釜山国際映画祭訪問記(前編:前哨戦から4日目まで)

愚かにも新型コロナウイルス対策の一環で5月から感染症対策が五類に移行した。しかしこのことが、海外渡航の本格解禁という一種の光明をもたらしたのもまた事実である。本記事はこれを利用して、海外映画祭への対面参加を初めて行った映画専門の記者の報告を前後編でお届けする。

 

例年奇数年には、10月に山形国際ドキュメンタリー映画祭という世界最大級のドキュメンタリー映画祭が開催される。多くの映画ファン、研究者、業界関係者が10月に一堂に山形に結集するというある種の奇祭は、日本が誇る映画文化の豊かさの一端でもあると言える。

 

しかし、10月の同時期に、韓国の釜山広域市で釜山国際映画祭が開催される。1996年から開催されているこの映画祭は、国の資金援助などの後押しもあり今ではアジア最大級の映画祭としての位置を確立した映画祭である。2011年に、「映画の殿堂」(釜山シネマセンター)という世界最大級の映画祭専用施設(+フィルムアーカイブシネマテーク)がセンタムシティ(Centum City)に建設され、現在はそこをメイン会場としながら近隣のシネコンやホールも貸し切って25スクリーン(Communityという旧作の上映含める)の規模で開催されている。またアジア最大級のコンベンションセンターであるBEXCOで開催される併設マーケット(AFCM)は、アジア最大級の映画マーケットとして全世界の映画が売買される貴重な機会であると言えよう。

 

筆者は2021年以降、東京国際映画祭など日本の映画祭は対面で参加しながら、カンヌ・ベルリンといった海外の映画祭にもオンラインで参加してきた。そのため海外映画祭に関しては、「不完全」な参加という状況が続いていた。そのため渡航制限が無くなった今、海外映画祭に今年こそ対面参加しようと画策していた。しかし山形国際ドキュメンタリー映画祭のセレクションも野田真吉監督特集など捨てがたい。どうするべきか迷っていた。

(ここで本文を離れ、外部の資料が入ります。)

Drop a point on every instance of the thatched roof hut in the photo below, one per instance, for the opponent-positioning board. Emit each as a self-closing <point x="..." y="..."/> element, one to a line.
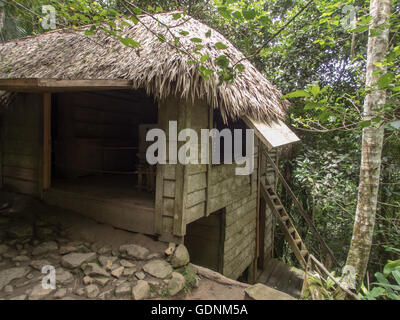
<point x="155" y="66"/>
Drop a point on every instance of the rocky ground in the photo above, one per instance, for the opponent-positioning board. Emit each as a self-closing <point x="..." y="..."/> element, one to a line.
<point x="95" y="261"/>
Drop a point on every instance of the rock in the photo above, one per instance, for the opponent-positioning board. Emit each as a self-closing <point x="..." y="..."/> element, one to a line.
<point x="92" y="291"/>
<point x="140" y="275"/>
<point x="21" y="259"/>
<point x="21" y="231"/>
<point x="155" y="256"/>
<point x="74" y="260"/>
<point x="8" y="289"/>
<point x="39" y="264"/>
<point x="176" y="284"/>
<point x="180" y="258"/>
<point x="8" y="275"/>
<point x="87" y="280"/>
<point x="106" y="295"/>
<point x="141" y="290"/>
<point x="67" y="249"/>
<point x="158" y="268"/>
<point x="129" y="272"/>
<point x="44" y="233"/>
<point x="123" y="290"/>
<point x="3" y="248"/>
<point x="38" y="292"/>
<point x="60" y="293"/>
<point x="63" y="276"/>
<point x="170" y="250"/>
<point x="107" y="261"/>
<point x="262" y="292"/>
<point x="45" y="247"/>
<point x="118" y="272"/>
<point x="93" y="270"/>
<point x="126" y="264"/>
<point x="101" y="281"/>
<point x="134" y="251"/>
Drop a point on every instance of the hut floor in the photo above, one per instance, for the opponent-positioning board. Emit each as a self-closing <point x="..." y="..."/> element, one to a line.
<point x="114" y="200"/>
<point x="282" y="277"/>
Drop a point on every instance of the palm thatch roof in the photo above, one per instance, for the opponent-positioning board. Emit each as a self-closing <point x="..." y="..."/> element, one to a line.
<point x="155" y="66"/>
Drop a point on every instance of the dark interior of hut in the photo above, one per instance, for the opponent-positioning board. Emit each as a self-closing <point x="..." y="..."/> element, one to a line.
<point x="98" y="144"/>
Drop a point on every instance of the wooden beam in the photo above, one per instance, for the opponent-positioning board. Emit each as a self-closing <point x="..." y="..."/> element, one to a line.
<point x="60" y="85"/>
<point x="46" y="140"/>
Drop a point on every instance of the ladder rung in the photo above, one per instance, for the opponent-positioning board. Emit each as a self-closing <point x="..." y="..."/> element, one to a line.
<point x="285" y="218"/>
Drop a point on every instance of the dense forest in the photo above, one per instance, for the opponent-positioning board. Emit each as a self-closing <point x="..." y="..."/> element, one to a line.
<point x="319" y="53"/>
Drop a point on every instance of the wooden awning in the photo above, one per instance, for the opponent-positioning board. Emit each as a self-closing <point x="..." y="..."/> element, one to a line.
<point x="60" y="85"/>
<point x="274" y="134"/>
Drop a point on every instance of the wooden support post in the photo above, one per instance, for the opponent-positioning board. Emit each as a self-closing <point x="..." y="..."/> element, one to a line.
<point x="209" y="164"/>
<point x="46" y="140"/>
<point x="184" y="121"/>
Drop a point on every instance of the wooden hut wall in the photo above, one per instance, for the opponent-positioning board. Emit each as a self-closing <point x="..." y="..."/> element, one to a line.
<point x="86" y="122"/>
<point x="20" y="145"/>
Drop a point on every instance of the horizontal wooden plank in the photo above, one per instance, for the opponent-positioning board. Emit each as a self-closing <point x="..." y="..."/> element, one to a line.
<point x="169" y="188"/>
<point x="20" y="173"/>
<point x="21" y="147"/>
<point x="20" y="161"/>
<point x="197" y="182"/>
<point x="21" y="186"/>
<point x="195" y="198"/>
<point x="54" y="85"/>
<point x="194" y="213"/>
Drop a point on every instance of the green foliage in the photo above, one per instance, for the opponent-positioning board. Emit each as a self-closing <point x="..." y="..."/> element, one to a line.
<point x="387" y="286"/>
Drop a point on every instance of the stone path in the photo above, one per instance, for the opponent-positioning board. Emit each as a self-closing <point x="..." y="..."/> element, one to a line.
<point x="109" y="264"/>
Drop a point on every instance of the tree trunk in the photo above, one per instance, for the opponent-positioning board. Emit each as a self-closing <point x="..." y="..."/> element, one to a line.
<point x="372" y="142"/>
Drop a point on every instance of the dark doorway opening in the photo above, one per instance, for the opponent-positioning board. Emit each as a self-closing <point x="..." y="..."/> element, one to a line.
<point x="205" y="241"/>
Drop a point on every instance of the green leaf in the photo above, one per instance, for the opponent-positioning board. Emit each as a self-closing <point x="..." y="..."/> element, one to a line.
<point x="222" y="61"/>
<point x="134" y="20"/>
<point x="359" y="29"/>
<point x="220" y="46"/>
<point x="176" y="16"/>
<point x="237" y="15"/>
<point x="225" y="12"/>
<point x="196" y="40"/>
<point x="129" y="42"/>
<point x="240" y="67"/>
<point x="161" y="37"/>
<point x="297" y="94"/>
<point x="249" y="14"/>
<point x="137" y="11"/>
<point x="385" y="80"/>
<point x="204" y="58"/>
<point x="315" y="90"/>
<point x="265" y="20"/>
<point x="364" y="124"/>
<point x="390" y="266"/>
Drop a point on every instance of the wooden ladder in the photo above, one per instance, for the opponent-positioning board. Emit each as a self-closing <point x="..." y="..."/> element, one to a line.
<point x="291" y="235"/>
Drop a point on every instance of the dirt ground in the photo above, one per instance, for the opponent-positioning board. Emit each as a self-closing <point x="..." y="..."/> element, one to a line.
<point x="33" y="234"/>
<point x="66" y="228"/>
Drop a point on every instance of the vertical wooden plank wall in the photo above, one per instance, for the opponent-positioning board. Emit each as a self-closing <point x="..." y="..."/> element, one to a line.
<point x="46" y="141"/>
<point x="21" y="141"/>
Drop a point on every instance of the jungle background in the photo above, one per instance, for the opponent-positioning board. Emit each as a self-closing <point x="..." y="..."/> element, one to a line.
<point x="315" y="52"/>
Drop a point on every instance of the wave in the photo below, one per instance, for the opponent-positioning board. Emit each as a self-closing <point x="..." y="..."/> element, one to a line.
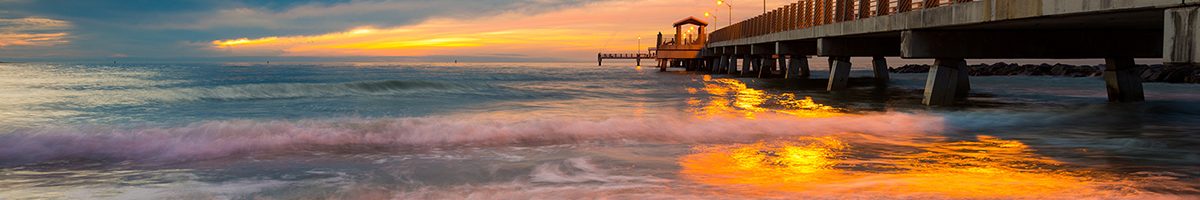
<point x="271" y="91"/>
<point x="217" y="139"/>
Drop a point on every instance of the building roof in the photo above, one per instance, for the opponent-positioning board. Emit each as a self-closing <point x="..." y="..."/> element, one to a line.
<point x="691" y="20"/>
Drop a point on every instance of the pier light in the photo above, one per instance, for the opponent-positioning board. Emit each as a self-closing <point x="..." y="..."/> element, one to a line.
<point x="730" y="7"/>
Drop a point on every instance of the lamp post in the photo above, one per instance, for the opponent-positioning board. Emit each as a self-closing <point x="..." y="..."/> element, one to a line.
<point x="731" y="10"/>
<point x="712" y="16"/>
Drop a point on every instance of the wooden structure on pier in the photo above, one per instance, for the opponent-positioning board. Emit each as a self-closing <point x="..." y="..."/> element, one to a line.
<point x="682" y="49"/>
<point x="636" y="56"/>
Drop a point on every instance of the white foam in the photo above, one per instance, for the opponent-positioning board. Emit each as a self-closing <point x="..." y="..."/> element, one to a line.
<point x="219" y="139"/>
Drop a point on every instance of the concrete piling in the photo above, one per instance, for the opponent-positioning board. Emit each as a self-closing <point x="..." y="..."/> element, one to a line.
<point x="798" y="67"/>
<point x="1122" y="80"/>
<point x="839" y="73"/>
<point x="942" y="85"/>
<point x="880" y="66"/>
<point x="745" y="65"/>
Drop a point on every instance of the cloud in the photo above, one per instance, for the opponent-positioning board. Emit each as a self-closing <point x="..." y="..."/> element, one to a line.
<point x="335" y="28"/>
<point x="576" y="32"/>
<point x="33" y="31"/>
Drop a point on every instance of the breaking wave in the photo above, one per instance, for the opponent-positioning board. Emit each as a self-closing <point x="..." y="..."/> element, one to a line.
<point x="277" y="91"/>
<point x="269" y="91"/>
<point x="217" y="139"/>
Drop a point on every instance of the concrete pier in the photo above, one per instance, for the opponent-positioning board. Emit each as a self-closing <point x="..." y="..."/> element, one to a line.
<point x="798" y="67"/>
<point x="747" y="61"/>
<point x="1123" y="83"/>
<point x="942" y="85"/>
<point x="768" y="64"/>
<point x="732" y="66"/>
<point x="1181" y="36"/>
<point x="839" y="73"/>
<point x="880" y="67"/>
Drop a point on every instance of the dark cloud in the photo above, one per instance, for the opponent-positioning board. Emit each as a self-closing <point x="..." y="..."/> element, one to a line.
<point x="172" y="28"/>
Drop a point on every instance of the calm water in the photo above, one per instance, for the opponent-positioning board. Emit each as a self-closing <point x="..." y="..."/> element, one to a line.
<point x="574" y="131"/>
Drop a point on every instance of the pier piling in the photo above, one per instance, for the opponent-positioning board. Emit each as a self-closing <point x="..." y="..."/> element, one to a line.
<point x="1122" y="80"/>
<point x="942" y="85"/>
<point x="839" y="73"/>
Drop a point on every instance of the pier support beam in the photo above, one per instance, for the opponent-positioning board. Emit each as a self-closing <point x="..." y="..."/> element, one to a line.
<point x="725" y="65"/>
<point x="768" y="64"/>
<point x="798" y="67"/>
<point x="755" y="64"/>
<point x="1031" y="44"/>
<point x="731" y="65"/>
<point x="943" y="82"/>
<point x="783" y="65"/>
<point x="1181" y="36"/>
<point x="880" y="66"/>
<point x="839" y="73"/>
<point x="745" y="65"/>
<point x="1122" y="80"/>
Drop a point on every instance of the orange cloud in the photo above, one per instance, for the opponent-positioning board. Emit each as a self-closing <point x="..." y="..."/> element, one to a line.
<point x="571" y="32"/>
<point x="41" y="40"/>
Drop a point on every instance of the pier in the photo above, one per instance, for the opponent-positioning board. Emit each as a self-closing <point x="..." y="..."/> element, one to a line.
<point x="636" y="56"/>
<point x="781" y="41"/>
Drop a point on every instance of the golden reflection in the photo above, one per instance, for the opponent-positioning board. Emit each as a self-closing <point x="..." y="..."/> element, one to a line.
<point x="987" y="168"/>
<point x="732" y="97"/>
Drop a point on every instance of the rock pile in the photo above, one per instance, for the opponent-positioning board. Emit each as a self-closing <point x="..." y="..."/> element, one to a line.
<point x="1149" y="72"/>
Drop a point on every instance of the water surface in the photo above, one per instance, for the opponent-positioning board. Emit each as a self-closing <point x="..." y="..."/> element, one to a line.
<point x="574" y="131"/>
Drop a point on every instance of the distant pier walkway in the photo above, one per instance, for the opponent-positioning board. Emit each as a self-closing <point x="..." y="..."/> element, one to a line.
<point x="780" y="41"/>
<point x="639" y="58"/>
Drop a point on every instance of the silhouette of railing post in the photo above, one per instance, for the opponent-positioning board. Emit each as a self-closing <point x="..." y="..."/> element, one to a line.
<point x="864" y="8"/>
<point x="881" y="7"/>
<point x="904" y="5"/>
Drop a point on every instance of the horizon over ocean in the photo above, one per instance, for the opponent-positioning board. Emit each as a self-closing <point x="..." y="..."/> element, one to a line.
<point x="575" y="131"/>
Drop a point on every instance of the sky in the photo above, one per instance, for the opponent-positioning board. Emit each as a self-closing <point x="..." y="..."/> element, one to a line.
<point x="347" y="30"/>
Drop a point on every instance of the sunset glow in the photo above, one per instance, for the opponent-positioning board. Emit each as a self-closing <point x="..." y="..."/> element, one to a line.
<point x="984" y="168"/>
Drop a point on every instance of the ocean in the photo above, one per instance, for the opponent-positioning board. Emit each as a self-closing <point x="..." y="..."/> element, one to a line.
<point x="575" y="131"/>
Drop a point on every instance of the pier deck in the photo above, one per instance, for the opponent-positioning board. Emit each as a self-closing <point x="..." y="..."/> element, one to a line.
<point x="953" y="30"/>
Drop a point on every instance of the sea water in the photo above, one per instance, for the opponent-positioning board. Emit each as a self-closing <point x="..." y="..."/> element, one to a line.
<point x="575" y="131"/>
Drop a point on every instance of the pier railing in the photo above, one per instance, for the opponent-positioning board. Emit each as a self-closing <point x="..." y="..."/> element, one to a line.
<point x="807" y="13"/>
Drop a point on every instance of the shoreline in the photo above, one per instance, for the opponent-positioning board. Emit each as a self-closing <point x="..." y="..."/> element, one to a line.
<point x="1151" y="73"/>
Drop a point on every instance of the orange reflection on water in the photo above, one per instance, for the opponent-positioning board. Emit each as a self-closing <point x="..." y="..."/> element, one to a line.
<point x="767" y="164"/>
<point x="732" y="97"/>
<point x="987" y="168"/>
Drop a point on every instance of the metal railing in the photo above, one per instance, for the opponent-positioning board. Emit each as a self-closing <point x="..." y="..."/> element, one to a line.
<point x="808" y="13"/>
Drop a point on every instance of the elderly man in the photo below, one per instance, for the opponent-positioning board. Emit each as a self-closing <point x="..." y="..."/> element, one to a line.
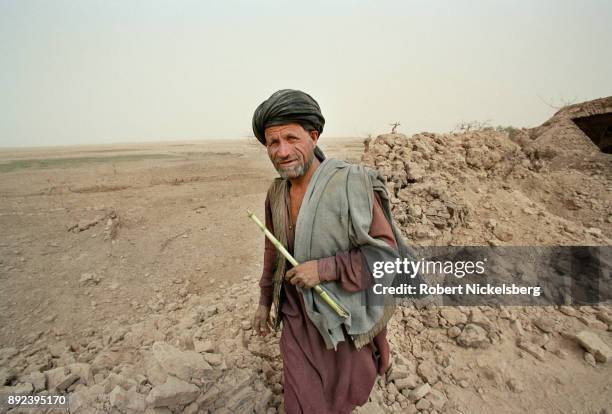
<point x="335" y="219"/>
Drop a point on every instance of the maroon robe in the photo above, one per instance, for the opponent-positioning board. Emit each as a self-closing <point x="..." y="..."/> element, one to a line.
<point x="316" y="379"/>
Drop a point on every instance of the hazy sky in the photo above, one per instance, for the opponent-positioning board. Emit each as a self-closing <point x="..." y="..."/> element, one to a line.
<point x="85" y="71"/>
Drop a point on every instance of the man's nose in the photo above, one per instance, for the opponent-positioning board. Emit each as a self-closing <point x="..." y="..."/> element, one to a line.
<point x="284" y="150"/>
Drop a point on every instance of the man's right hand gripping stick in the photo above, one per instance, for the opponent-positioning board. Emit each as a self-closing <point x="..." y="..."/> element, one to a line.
<point x="320" y="291"/>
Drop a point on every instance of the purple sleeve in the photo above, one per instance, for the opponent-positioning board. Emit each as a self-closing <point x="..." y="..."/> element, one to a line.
<point x="266" y="283"/>
<point x="349" y="268"/>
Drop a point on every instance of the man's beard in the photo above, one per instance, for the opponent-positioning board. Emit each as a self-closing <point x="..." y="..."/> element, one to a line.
<point x="295" y="171"/>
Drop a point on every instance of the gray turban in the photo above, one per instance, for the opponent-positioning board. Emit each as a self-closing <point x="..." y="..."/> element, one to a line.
<point x="288" y="106"/>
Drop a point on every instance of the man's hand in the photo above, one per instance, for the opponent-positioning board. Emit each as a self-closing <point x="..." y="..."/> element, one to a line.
<point x="261" y="320"/>
<point x="305" y="275"/>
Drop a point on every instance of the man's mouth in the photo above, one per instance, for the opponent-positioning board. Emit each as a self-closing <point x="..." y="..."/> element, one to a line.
<point x="287" y="162"/>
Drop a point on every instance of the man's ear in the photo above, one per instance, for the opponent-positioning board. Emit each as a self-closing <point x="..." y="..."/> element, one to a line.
<point x="314" y="135"/>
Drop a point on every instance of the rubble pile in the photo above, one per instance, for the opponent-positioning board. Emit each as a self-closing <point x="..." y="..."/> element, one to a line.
<point x="197" y="357"/>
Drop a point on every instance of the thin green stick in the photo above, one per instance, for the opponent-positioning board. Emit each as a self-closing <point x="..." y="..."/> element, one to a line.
<point x="320" y="291"/>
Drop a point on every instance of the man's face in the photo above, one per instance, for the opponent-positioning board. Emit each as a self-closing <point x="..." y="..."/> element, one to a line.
<point x="291" y="149"/>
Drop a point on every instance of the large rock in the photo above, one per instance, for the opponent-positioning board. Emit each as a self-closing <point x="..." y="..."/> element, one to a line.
<point x="419" y="392"/>
<point x="593" y="343"/>
<point x="186" y="365"/>
<point x="473" y="336"/>
<point x="127" y="401"/>
<point x="173" y="392"/>
<point x="453" y="315"/>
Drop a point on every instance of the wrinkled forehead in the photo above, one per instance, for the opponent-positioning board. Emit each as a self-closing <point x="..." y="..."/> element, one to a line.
<point x="284" y="130"/>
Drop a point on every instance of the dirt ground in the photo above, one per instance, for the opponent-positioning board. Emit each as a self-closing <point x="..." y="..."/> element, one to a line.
<point x="180" y="213"/>
<point x="142" y="239"/>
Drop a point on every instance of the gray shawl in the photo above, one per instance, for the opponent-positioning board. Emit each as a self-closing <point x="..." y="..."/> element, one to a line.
<point x="335" y="215"/>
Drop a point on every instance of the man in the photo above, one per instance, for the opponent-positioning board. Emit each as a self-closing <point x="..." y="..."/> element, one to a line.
<point x="335" y="219"/>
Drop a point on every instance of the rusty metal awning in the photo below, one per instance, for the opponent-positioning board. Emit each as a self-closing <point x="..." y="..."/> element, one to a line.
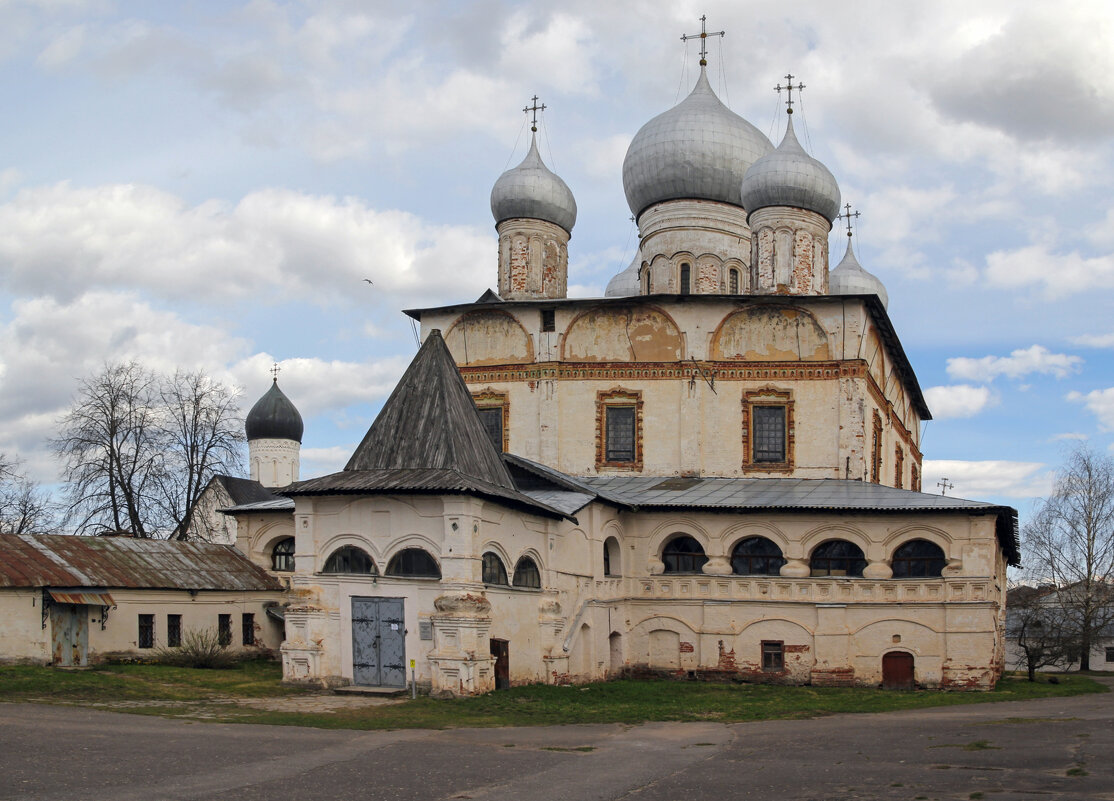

釜山国際映画祭から取材認証が下りたことで、釜山渡航へとかじ取りを切ったのが9月20日。10月出発では飛行機も船も取れない。そのため飛行機の安さを優先し、開幕の4日前である9月30日に筆者は釜山の地に降り立つことになる。

しかし大阪で2024年開催が予定されている万博(戦争体制強化のためでしかないことが見え見えの資本主義の後の祭り)を、2030年釜山で開催を目指しているとのことで空港に着いた瞬間から最終日に至るまで、万博に関するCMやポスターなどをいたるところで目にし失笑することとなった。

 

前哨戦

釜山到着後、映画祭の開幕まで3日あったため早速色々と見学。まずは映画祭が開催される釜山映画センター「映画の殿堂」を下見。とても大きい。国を挙げて出資しているなど映画祭への力の入れ方が、東京と違うことを身にしみて感じる。殿堂の中には様々なシネアストたちの手形が保存されているが、最も興味がひかれたのはやはりコスタ・ガヴラスの手形である。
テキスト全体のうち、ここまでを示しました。